What is a Pediatric Emergency Medicine Physician?

For years, I have contended that all doctors and more so all specialists are not cut from the same cloth. I believe it’s more than simply how one practices; it is about ones’ motivations and convictions. To better understand the working relationship we have with our colleagues, we need to better understand how they think, what they value, and what motivates them. I chose to investigate this first with Pediatricians.

What is unique to the (personality of the) specialty? Why do our pediatricians in particular desire such close communication about the children in their practice? Why are parents disappointed and even angry at their pediatricians when they don’t hear from their doctor first after an ED visit or admission of their child? Why are those follow up fax reports and phone calls so vital to them?<!–more

Rather than solely share my own, perhaps somewhat biased opinions to these questions, I chose to informally interview 6 community pediatricians and posed these simple questions. I inquired of the reasons they chose pediatrics in the first place. Was there a common link, drive, and motivation? I hoped I could learn and succinctly share the answers to the question, “What IS a Pediatrician?” Here’s what I discovered.

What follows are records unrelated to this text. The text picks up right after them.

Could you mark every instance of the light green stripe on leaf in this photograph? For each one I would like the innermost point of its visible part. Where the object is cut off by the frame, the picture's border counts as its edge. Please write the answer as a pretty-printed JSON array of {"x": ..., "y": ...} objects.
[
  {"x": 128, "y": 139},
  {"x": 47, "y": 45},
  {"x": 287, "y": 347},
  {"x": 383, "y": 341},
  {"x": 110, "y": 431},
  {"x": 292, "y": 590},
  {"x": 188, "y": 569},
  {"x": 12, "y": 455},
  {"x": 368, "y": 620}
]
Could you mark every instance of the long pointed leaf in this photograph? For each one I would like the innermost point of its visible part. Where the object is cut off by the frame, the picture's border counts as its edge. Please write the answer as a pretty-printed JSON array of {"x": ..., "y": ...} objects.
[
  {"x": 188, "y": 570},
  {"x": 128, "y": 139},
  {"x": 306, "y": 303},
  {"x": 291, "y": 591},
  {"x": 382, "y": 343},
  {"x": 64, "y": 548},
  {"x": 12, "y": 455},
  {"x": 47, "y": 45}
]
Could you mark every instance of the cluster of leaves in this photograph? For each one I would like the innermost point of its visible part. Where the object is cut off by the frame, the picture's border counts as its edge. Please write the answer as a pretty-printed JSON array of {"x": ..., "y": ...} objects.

The one common link for why each chose this specialty was the challenges and joy of caring for children. In no other field of medicine does one see such dramatic physical, emotional and intellectual development in all their patients.

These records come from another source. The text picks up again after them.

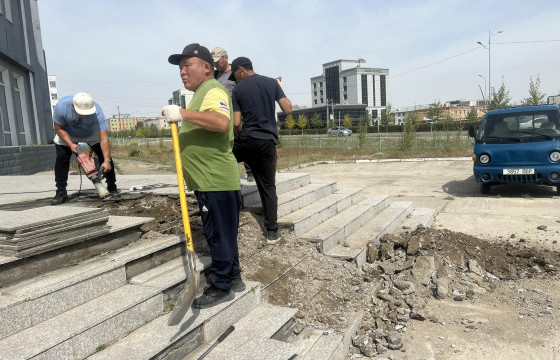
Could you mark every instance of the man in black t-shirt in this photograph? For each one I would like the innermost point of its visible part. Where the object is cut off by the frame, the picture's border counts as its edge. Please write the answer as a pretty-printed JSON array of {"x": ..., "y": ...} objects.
[{"x": 254, "y": 103}]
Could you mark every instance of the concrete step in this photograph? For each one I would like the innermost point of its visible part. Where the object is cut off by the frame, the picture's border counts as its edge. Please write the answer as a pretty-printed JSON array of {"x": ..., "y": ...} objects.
[
  {"x": 252, "y": 337},
  {"x": 419, "y": 216},
  {"x": 308, "y": 217},
  {"x": 35, "y": 300},
  {"x": 300, "y": 197},
  {"x": 157, "y": 340},
  {"x": 332, "y": 346},
  {"x": 340, "y": 226},
  {"x": 123, "y": 230},
  {"x": 284, "y": 182},
  {"x": 81, "y": 331},
  {"x": 354, "y": 247}
]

The pediatricians with whom I spoke all continue to find huge job satisfaction and pleasure in this. Each agreed that children are our greatest, most precious resource. “We worry more,” said one. “We can’t afford to be wrong when we treat a (potentially very) sick child,” said another. “It is not an issue of being concerned about malpractice. It simply has to do with wanting to do right for every child”, said a third. All agreed, it is the very young and the very fact they are unable to verbally express their feelings and symptoms, who pose the greatest challenge. “Sure, there are some nursing home patients who also can’t be assessed for these same reasons. Still the difference is in the expectation for their outcome, compared to that of a baby.”

“We care for the child, but never in isolation to the family unit. Often it is the parents we are treating.” Parents look to us for guidance, reassurance, and we view we are in partnership with them when we make a care plan for their children.

So how does all this add up? To better appreciate our pediatrician colleagues, we need to understand their practices are built on establishing these (long standing) relationships with their patients and families. They deal nearly every day with new, young, worried parents. What about the seemingly overanxious, hysterical mother who brings her child to the ED for what we perceive to be a minor concern? The pediatrician, who has a clear bond with the mother may be aware that her fears are related to a remote history of a family illness or tragedy. A simple phone call to the pediatrician and conversation she can have with the mother may allay all the mother’s worries. Simply, appreciate the parent-pediatrician bond, if possible fax them all ED reports, and when appropriate contact the pediatrician at the time of the child’s ED visit.